Three months ago, Ben Bernanke promised lower mortgage rates and lower corporate bond rates.
Quantitative Easing – i.e. the Fed’s scheme to print money and buy bonds – would deliver these benefits, Bernanke promised in a November 4, 2010, op-ed piece for The Washington Post. “Easier financial conditions will promote economic growth,” the Chairman declared. “For example, lower mortgage rates will make housing more affordable, and allow more homeowners to refinance. Lower corporate bond rates will encourage investment. And higher stock prices will boost consumer wealth and help increase confidence…”
But the Chairman was wrong. Three months after issuing his promise, interest rates are rising steeply, which is causing mortgage rates to rise as well. Quantitative Easing is not magic.
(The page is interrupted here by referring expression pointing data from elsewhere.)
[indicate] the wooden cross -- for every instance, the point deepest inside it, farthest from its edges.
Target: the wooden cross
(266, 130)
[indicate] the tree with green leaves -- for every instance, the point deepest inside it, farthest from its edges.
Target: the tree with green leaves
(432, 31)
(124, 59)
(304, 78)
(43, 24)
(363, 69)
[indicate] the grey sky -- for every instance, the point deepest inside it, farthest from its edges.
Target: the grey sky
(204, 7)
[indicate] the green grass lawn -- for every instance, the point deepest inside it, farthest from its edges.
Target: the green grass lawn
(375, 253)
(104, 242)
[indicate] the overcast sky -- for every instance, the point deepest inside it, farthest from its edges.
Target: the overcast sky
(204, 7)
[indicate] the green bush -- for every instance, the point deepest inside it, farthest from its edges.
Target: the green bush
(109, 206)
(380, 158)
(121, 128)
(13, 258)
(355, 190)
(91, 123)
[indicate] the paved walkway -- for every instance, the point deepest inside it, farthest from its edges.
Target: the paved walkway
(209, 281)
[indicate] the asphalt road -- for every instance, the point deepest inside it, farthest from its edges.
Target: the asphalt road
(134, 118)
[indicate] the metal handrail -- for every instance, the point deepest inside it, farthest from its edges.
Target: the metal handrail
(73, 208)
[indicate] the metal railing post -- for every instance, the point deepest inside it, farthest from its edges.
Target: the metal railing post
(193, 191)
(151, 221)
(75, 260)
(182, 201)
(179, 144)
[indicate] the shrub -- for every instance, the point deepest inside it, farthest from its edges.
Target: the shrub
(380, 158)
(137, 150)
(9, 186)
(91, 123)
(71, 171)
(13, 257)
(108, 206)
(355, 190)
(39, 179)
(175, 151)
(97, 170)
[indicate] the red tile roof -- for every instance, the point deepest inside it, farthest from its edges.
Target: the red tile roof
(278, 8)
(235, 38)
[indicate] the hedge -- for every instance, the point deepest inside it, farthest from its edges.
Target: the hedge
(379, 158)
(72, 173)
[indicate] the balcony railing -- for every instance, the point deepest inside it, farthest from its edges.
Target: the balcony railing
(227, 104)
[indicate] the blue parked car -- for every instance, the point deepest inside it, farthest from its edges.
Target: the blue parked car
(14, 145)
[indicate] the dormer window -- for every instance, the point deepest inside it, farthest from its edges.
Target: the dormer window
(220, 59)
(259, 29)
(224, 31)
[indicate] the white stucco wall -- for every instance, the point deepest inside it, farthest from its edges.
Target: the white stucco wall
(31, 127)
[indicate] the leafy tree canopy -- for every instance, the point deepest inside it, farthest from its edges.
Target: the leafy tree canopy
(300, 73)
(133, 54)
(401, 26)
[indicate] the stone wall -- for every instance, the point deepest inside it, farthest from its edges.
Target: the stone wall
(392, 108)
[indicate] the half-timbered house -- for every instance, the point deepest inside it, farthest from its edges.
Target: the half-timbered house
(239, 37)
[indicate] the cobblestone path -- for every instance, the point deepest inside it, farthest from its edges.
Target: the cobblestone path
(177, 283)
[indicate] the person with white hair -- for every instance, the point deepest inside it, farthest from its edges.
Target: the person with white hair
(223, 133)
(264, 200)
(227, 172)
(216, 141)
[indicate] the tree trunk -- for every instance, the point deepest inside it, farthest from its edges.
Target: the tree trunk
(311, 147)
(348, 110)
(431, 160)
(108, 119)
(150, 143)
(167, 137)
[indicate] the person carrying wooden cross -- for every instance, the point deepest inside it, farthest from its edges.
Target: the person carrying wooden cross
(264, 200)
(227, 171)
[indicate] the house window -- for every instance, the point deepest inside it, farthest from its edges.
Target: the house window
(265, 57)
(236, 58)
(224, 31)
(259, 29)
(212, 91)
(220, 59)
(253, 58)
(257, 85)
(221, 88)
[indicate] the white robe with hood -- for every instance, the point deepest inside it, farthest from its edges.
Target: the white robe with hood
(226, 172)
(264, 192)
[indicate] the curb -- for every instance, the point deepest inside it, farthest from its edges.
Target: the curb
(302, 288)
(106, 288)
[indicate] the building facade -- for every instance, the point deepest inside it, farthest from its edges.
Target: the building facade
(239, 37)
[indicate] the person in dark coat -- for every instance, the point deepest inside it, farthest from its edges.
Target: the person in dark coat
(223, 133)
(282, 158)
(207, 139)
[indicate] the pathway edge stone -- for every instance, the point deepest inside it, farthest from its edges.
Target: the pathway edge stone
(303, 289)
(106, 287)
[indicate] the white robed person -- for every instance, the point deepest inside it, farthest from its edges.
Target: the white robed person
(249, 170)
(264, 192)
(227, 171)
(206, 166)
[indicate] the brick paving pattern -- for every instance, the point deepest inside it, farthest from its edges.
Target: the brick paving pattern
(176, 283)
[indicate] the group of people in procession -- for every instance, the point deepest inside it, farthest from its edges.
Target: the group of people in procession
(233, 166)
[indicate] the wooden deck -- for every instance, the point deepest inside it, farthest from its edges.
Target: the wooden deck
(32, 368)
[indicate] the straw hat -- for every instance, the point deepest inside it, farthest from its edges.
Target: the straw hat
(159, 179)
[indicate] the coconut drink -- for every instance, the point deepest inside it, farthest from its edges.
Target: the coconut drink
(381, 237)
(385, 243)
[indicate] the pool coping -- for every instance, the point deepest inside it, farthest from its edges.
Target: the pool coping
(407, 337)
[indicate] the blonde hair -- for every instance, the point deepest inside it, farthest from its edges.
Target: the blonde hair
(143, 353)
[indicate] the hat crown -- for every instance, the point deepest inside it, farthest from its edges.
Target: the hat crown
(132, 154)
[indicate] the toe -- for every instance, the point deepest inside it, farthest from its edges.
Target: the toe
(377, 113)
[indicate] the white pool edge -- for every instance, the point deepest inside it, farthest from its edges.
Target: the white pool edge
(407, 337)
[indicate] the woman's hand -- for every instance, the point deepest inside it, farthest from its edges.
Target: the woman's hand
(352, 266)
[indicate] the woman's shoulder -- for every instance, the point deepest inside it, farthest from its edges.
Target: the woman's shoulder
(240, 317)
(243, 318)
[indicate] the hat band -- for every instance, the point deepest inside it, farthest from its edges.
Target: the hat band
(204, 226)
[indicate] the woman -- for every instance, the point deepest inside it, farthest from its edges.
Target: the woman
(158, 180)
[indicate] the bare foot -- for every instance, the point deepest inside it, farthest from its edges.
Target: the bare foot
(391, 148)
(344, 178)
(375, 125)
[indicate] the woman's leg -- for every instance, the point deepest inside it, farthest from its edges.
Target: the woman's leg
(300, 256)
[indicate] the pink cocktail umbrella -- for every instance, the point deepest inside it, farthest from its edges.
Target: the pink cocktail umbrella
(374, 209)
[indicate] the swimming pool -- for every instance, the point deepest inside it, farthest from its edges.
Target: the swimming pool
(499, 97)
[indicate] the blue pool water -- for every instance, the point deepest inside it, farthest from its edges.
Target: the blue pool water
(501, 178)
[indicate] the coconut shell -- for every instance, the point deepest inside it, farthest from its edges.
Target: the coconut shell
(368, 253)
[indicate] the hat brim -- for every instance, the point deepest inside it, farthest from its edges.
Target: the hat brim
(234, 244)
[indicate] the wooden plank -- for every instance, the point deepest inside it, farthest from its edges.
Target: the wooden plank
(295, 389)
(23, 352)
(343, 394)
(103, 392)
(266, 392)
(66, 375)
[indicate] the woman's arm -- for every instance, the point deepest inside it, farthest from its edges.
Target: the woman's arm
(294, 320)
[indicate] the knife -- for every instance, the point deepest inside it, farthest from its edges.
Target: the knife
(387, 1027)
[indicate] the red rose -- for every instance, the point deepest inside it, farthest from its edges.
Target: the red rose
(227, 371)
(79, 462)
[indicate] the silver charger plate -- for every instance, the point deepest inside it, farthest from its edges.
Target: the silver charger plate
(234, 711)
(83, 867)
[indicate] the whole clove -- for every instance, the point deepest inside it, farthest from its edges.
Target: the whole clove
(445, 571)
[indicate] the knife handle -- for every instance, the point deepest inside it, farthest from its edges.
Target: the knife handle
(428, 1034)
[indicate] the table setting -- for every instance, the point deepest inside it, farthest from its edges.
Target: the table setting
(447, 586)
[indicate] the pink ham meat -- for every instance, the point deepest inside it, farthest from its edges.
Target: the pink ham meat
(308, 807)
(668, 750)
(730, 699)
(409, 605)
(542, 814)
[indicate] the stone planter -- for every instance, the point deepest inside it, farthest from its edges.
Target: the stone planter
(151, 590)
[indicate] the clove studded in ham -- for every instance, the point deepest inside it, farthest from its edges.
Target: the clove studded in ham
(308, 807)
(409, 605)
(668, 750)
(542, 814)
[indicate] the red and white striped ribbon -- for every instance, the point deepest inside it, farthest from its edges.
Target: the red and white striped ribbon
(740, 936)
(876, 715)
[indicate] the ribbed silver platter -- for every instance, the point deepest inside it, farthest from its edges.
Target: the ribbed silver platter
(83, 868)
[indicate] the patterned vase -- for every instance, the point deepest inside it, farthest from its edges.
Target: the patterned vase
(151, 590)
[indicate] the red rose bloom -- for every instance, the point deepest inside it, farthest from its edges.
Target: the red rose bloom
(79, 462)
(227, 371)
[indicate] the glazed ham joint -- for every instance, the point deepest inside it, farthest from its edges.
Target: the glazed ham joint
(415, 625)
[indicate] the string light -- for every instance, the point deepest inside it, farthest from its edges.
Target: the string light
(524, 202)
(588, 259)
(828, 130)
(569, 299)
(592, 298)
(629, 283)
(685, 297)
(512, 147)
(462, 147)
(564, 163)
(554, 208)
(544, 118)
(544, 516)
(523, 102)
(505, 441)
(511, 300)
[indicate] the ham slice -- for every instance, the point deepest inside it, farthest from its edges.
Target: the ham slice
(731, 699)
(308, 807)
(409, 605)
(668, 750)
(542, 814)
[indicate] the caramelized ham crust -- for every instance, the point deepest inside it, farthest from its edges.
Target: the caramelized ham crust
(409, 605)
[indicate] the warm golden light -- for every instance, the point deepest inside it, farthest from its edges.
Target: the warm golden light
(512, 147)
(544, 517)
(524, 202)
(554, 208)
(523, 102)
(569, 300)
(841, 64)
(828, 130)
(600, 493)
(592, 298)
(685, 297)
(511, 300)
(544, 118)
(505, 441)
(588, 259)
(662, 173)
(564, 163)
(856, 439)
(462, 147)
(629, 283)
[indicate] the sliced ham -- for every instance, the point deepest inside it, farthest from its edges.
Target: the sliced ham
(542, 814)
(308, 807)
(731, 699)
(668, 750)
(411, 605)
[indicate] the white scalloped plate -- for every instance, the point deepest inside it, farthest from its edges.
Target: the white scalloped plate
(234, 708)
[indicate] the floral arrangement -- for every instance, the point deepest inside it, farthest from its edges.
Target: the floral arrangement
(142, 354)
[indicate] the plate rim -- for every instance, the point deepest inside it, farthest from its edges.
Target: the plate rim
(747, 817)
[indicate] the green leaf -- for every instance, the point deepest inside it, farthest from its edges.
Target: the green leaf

It is a shell game that is producing predictably inflationary results.
The prices of stocks and commodities are soaring, while the prices of long-dated bonds are tanking (which means bond yields are soaring). This is “Inflation 101,” folks. Nevertheless, Bernanke credits QE2 for all things good.
“The Chairman reviewed his Quantitative Easing, Second Inning (QE2) at the National Press Club on Thursday, February 3, 2011,” writes financial market observer, Fred Sheehan. “His conclusion: ‘The economic recovery that began in the middle of 2009 appears to have strengthened in recent months… A wide range of market indicators supports the view that the Federal Reserve’s securities purchases have been effective at easing financial conditions. For example, equity prices have risen significantly, volatility in the equity market has fallen, corporate bond spreads have narrowed… Yields on 5- to 10-year Treasury securities initially declined markedly as markets priced in prospective Fed purchases; these yields subsequently rose, however, as investors became more optimistic about economic growth…”
As to bond yields, Bernanke’s assessment of his handiwork seems a bit disingenuous. While true that “yields…initially declined,” it is also true – and more to the point – that yields subsequently soared. Therefore, to claim success because yields “initially declined” would be a bit like declaring the Titanic’s maiden voyage a success because the ship initially floated.
“The yield on 10-year Treasury bonds has jumped from 2.48% on November 4, 2010, to 3.65%,” Sheehan points out. “That’s a 47% boost, during the period in which the Federal Reserve bought approximately $200 billion of Treasury bonds to reduce mortgage rates… Accordingly, since November 4, 2010, Freddie Mac 30-year fixed-rate mortgage rates have risen from $4.10% to 4.81%. Housing – which accounted for 40% of new jobs during the ersatz-boom – is sinking, partially due to the higher rates since Bernanke’s November 4, 2010, manifesto.”
Elsewhere in Washington, the Executive and Legislative branches of our democracy are busy making Bernanke’s job even more hopeless. Enormous deficits are extending far, far toward the horizon, like amber waves of grain. As our colleagues at The 5-Minute Forecast observed earlier today, “The White House has given up any pretense: Its latest forecast for the fiscal 2011 deficit is now $1.65 trillion – which would set a record. And at 11.3% of GDP, the deficit’s share of the overall economy would be the highest since World War II.
“Today the Administration unveils a plan to cut $1.1 trillion from the budget…over the next 10 years. These 10-year projections, no matter which political party trots them out, are always a ruse to distract you from the fact that ‘budget cuts’ never seem to be ‘deficit cuts.’ If you want to talk about the next 10 years, here’s the only number that matters: Under the White House plan, the official national debt would grow by 50% over the next decade, to $21 trillion.”
Hmmm… Since it might be a little tricky to borrow all of those dollars, we may have to print a few extras for ourselves.